B(_2)) If in the first and second addresses of the instruction (K) there are conditional parts of the 2nd kind denoting the results of the instructions (K_1) and (K_2), then

[
P(K)=
\begin{cases}
\max{P(K_1),P(K_2)}, & \text{if } P(K_1)\ne P(K_2);\
P(K_1)+1, & \text{if } P(K_1)=P(K_2).
\end{cases}
]

The second function—the occurrence counter—is computed as follows. When the instruction (K) is transferred to the m. g. op., its occurrence counter is equal to 0. If an instruction (K') is then transferred to the m. g. op. and contains a conditional part denoting the result of the instruction (K), 1 is added to the occurrence counter of the instruction (K).

Algorithm A3 begins operating after the completion of A1 and A2.

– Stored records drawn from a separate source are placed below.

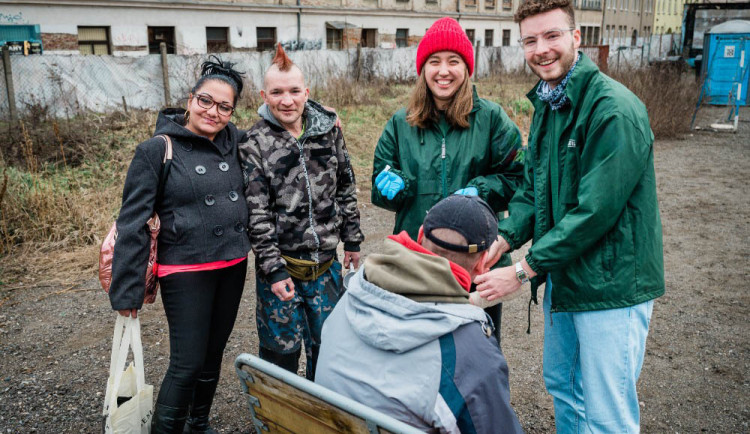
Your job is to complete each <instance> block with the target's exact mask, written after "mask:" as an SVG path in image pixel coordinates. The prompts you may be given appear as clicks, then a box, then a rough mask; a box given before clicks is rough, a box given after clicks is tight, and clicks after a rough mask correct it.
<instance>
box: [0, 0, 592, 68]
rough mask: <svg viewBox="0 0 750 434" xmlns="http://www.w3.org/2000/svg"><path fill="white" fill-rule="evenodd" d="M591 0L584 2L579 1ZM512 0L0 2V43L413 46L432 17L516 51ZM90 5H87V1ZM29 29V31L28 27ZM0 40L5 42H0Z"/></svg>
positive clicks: (309, 0) (79, 51) (192, 53)
mask: <svg viewBox="0 0 750 434" xmlns="http://www.w3.org/2000/svg"><path fill="white" fill-rule="evenodd" d="M586 1H590V0H586ZM518 2H519V0H231V1H230V0H225V1H220V0H213V1H201V0H182V1H161V0H135V1H130V0H99V1H96V2H91V1H86V0H58V1H41V0H29V1H2V0H0V41H2V40H9V39H8V35H13V34H18V30H20V29H21V26H26V27H28V28H29V29H32V28H35V29H37V32H39V34H38V37H39V39H40V40H41V42H42V46H43V52H44V53H51V54H112V55H115V56H139V55H146V54H149V53H157V52H158V50H159V45H160V43H161V42H164V43H166V46H167V51H168V53H174V54H188V55H189V54H200V53H206V52H234V51H255V50H266V49H271V48H272V47H273V46H274V44H275V43H276V42H281V43H282V44H283V45H284V46H285V47H286V48H287V49H291V50H295V49H329V50H337V49H348V48H354V47H356V46H357V44H362V46H364V47H386V48H387V47H402V46H410V45H415V44H417V43H418V42H419V40H420V39H421V37H422V36H423V35H424V32H425V31H426V30H427V29H428V28H429V27H430V25H431V24H432V23H433V22H434V21H435V20H437V19H438V18H440V17H443V16H451V17H454V18H456V19H457V20H458V21H459V23H461V26H462V27H463V28H464V30H465V31H466V33H467V35H468V36H469V38H470V39H471V40H472V41H478V42H479V44H480V45H481V46H502V45H511V44H512V45H516V44H517V42H516V41H517V39H518V38H519V34H518V26H517V25H515V24H514V23H513V11H514V9H515V7H517V4H518ZM92 3H94V4H92ZM30 31H31V30H30ZM4 35H5V37H4Z"/></svg>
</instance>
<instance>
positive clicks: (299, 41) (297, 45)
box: [297, 0, 302, 47]
mask: <svg viewBox="0 0 750 434" xmlns="http://www.w3.org/2000/svg"><path fill="white" fill-rule="evenodd" d="M300 6H302V3H301V0H297V7H298V9H297V46H298V47H299V44H300V33H301V32H302V8H301V7H300Z"/></svg>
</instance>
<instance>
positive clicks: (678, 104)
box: [612, 67, 700, 139]
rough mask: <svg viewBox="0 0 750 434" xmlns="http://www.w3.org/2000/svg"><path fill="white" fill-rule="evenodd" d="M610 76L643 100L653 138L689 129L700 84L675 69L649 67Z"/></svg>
mask: <svg viewBox="0 0 750 434" xmlns="http://www.w3.org/2000/svg"><path fill="white" fill-rule="evenodd" d="M612 77H613V78H614V79H615V80H617V81H619V82H620V83H622V84H624V85H625V86H626V87H627V88H628V89H630V90H631V91H632V92H633V93H635V94H636V95H637V96H638V98H640V99H641V101H643V103H644V104H645V105H646V109H647V110H648V117H649V121H650V122H651V129H652V130H653V132H654V136H655V137H656V138H658V139H667V138H673V137H678V136H680V135H682V134H684V133H686V132H688V131H689V129H690V119H691V117H692V114H693V110H694V109H695V104H696V102H697V101H698V94H699V92H700V83H697V82H696V81H695V78H694V77H693V76H692V75H690V74H686V73H682V72H681V71H680V70H679V69H673V68H672V69H670V68H666V69H665V68H659V67H651V68H645V69H630V70H627V71H622V72H615V73H613V74H612Z"/></svg>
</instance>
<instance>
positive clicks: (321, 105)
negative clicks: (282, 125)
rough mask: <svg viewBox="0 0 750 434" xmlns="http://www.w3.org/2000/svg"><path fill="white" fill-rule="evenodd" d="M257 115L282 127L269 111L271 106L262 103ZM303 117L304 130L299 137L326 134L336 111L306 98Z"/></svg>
mask: <svg viewBox="0 0 750 434" xmlns="http://www.w3.org/2000/svg"><path fill="white" fill-rule="evenodd" d="M258 115H259V116H260V117H261V118H263V120H265V121H266V122H268V123H270V124H272V125H275V126H277V127H279V128H282V129H283V128H284V127H283V126H281V123H280V122H279V121H278V120H277V119H276V117H274V115H273V113H271V108H270V107H268V104H266V103H263V105H261V106H260V108H258ZM303 117H304V119H305V132H304V134H302V137H300V139H304V138H306V137H314V136H320V135H323V134H326V133H327V132H329V131H331V130H332V129H333V127H334V125H335V124H336V113H334V112H332V111H328V110H326V109H324V108H323V106H322V105H320V104H319V103H317V102H315V101H313V100H311V99H308V100H307V102H306V103H305V112H304V114H303Z"/></svg>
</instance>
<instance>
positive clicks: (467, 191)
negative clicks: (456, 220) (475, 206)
mask: <svg viewBox="0 0 750 434" xmlns="http://www.w3.org/2000/svg"><path fill="white" fill-rule="evenodd" d="M453 194H463V195H464V196H479V190H477V188H476V187H466V188H462V189H460V190H456V192H455V193H453Z"/></svg>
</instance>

Operator 1 transfers to cell (R) the next resultant instruction of the ar. op., beginning with the last cell of the m. r. c. Let (R) contain the instruction (K).

Operator 2 replaces in (K) conditional parts of the 2nd kind by codes of r. cells. If (K) contains a conditional part of the 2nd kind (L+s), the contents of the cell (L+s) are examined. The instruction (K') from (L+s) is transferred to the first free cell of the m. r. cells. In (L+s) the instruction (K') is replaced by the address (r+i), indicating where (K') was transferred. If, however, (K'), during the processing of one of the preceding instructions of the ar. op., has already been replaced by the address (r+i), 1 is subtracted from the occurrence counter of the instruction (K') located in (r+i). In (K) the conditional part (L+s) is replaced by the code (r+i) of an r. cell. If (K) contains two conditional parts of the 2nd kind, (L+s_1) and (L+s_2), and the cells (L+s_1) and (L+s_2) contain the instructions (K_1) and (K_2), then into the m. r. cells there is first transferred that one of the instructions (K_1, K_2) for which the value of the order function is larger.

Fig. 3

Operator 3 transfers (K) to the next cell of the array of the finished program, beginning with the last cell.

Operator 4, scanning the m. r. cells from the end, finds the first instruction with occurrence counter equal to 1. If no such instruction is found in the m. r. cells, or if there is not a single instruction in the m. r. cells, control is transferred to operator 6.

Operator 5 transfers the found instruction from cell (r+j) to (R), puts (r+j) in the third address of this instruction, and then clears cell (r+j).

Operator 6 transfers control to operator 1 if not all instructions have yet been transferred from the m. r. c.

For ar. op. in which the occurrence counter of each instruction is equal to 1, the algorithm described completely solves the problem of the most advantageous ordering. This follows from the following two assertions, valid under the restrictions indicated above:

1. For the purpose of minimizing the expenditure of working cells, for any two-place operation it is necessary first to compute that one of its components for which the minimum number of r. cells required for its computation is larger.

2. For each instruction its order function is equal to the minimum number of r. cells required to compute the expression in which the last operation is realized by the given instruction.

Moscow State University
named after M. V. Lomonosov

Received
27 VI 1957

REFERENCES

1. A. P. Ershov, A programming program for BESM, Moscow, 1958.